Comment 2•7 years ago
|
||
So, we're crashing when performing deep-equality on the CustomPropertiesMap hashtables. dmajor and I dug into some of the minidumps. We're crashing when trying to extract nsIAtom::mHash from garbage memory (0xe5d5..., 0x0, or similar). This happens in HashMap::eq(), which looks like this: self.iter().all(|(key, value)| other.get(key).map_or(false, |v| *value == *v)) So we iterate the first map, which gives us a bunch of key/value pairs, where the nsIAtom* is the key. And at least one of those pointers is garbage. This strongly suggests that the storage of at least one (k,v) pair returned from iterating the first map is uninitialized memory. This makes sense, since upon table allocation, only the hash storage is zeroed, and the (k,v) storage is left uninitialized as an optimization.
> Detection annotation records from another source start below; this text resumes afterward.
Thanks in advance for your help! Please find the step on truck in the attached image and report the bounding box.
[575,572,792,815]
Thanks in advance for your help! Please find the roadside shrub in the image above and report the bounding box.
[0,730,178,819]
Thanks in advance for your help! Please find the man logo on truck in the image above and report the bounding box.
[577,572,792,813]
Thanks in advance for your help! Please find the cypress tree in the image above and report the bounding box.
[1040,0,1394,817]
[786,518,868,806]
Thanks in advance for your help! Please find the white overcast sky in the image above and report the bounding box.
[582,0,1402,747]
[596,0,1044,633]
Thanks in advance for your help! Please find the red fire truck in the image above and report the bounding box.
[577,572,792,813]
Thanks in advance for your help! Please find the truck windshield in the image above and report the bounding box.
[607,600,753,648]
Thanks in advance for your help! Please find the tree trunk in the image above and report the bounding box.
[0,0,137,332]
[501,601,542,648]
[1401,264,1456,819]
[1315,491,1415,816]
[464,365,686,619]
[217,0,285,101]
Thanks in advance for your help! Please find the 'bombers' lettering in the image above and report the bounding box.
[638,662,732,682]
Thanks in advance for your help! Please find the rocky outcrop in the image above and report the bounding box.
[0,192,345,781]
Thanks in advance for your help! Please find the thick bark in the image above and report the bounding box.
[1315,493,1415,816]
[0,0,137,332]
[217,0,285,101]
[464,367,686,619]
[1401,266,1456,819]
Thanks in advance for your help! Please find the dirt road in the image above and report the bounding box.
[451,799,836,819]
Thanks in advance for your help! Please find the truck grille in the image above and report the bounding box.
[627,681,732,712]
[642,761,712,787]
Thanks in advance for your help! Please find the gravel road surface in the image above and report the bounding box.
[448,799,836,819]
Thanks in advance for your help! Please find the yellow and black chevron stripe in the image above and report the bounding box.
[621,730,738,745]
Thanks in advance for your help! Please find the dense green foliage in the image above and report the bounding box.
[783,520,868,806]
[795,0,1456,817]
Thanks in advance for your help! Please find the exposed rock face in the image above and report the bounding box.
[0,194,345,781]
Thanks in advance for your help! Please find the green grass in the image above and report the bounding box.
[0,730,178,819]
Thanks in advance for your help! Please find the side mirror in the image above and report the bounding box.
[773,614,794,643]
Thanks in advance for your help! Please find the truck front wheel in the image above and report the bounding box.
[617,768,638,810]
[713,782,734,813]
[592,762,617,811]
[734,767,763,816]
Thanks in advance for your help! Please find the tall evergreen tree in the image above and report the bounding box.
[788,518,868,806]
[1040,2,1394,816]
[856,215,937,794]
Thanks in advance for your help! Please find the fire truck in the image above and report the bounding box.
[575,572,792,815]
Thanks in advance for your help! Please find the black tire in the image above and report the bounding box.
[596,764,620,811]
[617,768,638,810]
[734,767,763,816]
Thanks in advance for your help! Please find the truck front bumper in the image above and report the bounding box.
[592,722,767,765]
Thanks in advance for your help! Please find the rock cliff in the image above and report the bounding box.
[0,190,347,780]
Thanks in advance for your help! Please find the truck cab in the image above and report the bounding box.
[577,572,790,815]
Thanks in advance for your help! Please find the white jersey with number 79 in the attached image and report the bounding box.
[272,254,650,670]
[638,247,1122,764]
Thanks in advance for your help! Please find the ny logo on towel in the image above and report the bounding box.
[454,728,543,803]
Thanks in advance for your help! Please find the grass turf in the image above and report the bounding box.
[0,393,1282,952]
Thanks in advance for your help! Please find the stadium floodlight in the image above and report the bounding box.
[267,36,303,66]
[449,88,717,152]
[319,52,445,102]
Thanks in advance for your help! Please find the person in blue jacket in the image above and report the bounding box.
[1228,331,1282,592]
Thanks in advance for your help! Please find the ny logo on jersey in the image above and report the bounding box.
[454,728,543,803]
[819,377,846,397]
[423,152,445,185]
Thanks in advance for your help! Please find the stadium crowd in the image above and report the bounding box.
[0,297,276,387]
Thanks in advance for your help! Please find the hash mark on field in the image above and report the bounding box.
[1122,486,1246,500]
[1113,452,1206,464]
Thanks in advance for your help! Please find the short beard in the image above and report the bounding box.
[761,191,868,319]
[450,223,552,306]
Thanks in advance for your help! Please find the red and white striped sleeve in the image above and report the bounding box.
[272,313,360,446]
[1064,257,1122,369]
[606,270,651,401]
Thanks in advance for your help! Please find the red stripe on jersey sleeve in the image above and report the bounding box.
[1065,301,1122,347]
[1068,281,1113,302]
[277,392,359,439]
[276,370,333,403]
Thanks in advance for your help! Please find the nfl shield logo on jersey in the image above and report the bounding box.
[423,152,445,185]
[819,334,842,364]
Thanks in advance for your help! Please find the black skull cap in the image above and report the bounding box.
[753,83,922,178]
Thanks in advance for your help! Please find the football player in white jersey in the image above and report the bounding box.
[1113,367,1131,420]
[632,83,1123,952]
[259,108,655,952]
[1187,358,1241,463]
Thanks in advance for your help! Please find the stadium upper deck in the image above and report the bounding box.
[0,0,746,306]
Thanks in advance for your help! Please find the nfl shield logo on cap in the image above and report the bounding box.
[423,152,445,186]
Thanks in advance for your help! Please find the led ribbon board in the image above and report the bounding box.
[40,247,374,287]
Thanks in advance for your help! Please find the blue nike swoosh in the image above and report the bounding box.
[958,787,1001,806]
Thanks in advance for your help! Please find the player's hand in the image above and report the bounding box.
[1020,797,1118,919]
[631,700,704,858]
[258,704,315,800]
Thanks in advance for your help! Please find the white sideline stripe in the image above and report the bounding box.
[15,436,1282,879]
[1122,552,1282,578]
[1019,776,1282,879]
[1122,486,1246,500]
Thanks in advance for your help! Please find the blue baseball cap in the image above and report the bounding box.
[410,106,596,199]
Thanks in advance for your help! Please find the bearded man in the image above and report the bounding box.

This also suggests that the crashes in bug 1385925 are indeed due to an std::HashMap bug, rather than external corruption. This also explains why bug 1403397 hasn't found any strong evidence of external memory corruption. I could further confirm this theory by poisoning the rest of the table buffer with a unique value. It's a bit tricky that these particular crashes only happen on 57 beta (where we don't want to run diagnostic code if we can avoid it), but we may be able to see it on the other HashMap crashes we still have on Nightly. In the mean time, Gankro is doing some HashMap auditing/fuzzing, looking for ways this might happen. Marking this as s-s, since a memory hazard in std::HashMap would be a big deal.
Group: core-security
See Also: → 1385925
Updated•7 years ago
|
Assignee: nobody → bobbyholley
Comment 3•7 years ago
|
||
So I captured a 1.5G log of all the custom property insertions (and associated precomputed hashes) on youtube: https://www.dropbox.com/s/15wbkopvj3893tw/youtube%20custom%20property%20log.bz2?dl=0 The plan was for Gankro to feed that into a fuzzer. But I just realized that, up until 4 days ago [1], the custom properties map used the default hasher, with randomized state. So we won't be able to reliably reproduce the hashes. That said, we can at least try with the default hasher on those atoms, by just feeding the precomputed hash back into a RandomState hasher [2]. The crashes are consistent enough across installations that they can't be entirely dependent on a single random seed. Interestingly, these crashes are _almost_ exclusively on beta (with one exception on 58a and one exception on 57a) over the past 14 days. On the other hand, the switch to PrecomputedHash on nightly only happened 4 days ago. Still, I think it's worth getting [1] uplifted (which we were going to do anyway in bug 1385971) to see if that has any impact on the crashes. NI Manish to request uplift on [1] (and the rest of bug bug 1385971), and NI Gankro to try fuzzing with DefaultHasher re-hashing the hashvalues in the log. [1] https://github.com/servo/servo/pull/18679 [2] http://searchfox.org/mozilla-central/rev/e62604a97286f49993eb29c493672c17c7398da9/servo/components/style/gecko_string_cache/mod.rs#283
Flags: needinfo?(manishearth)
Flags: needinfo?(a.beingessner)
Comment 4•7 years ago
|
||
Oh! I didn't realize these were going through the random hasher. Will change. I'm new to reading aggregate crash logs, do we have any sense on if this is in any way platform-specific? I'm wondering if this might be hashmap getting miscompiled. Also: y'all were seeing this long before you forked HashMap, right?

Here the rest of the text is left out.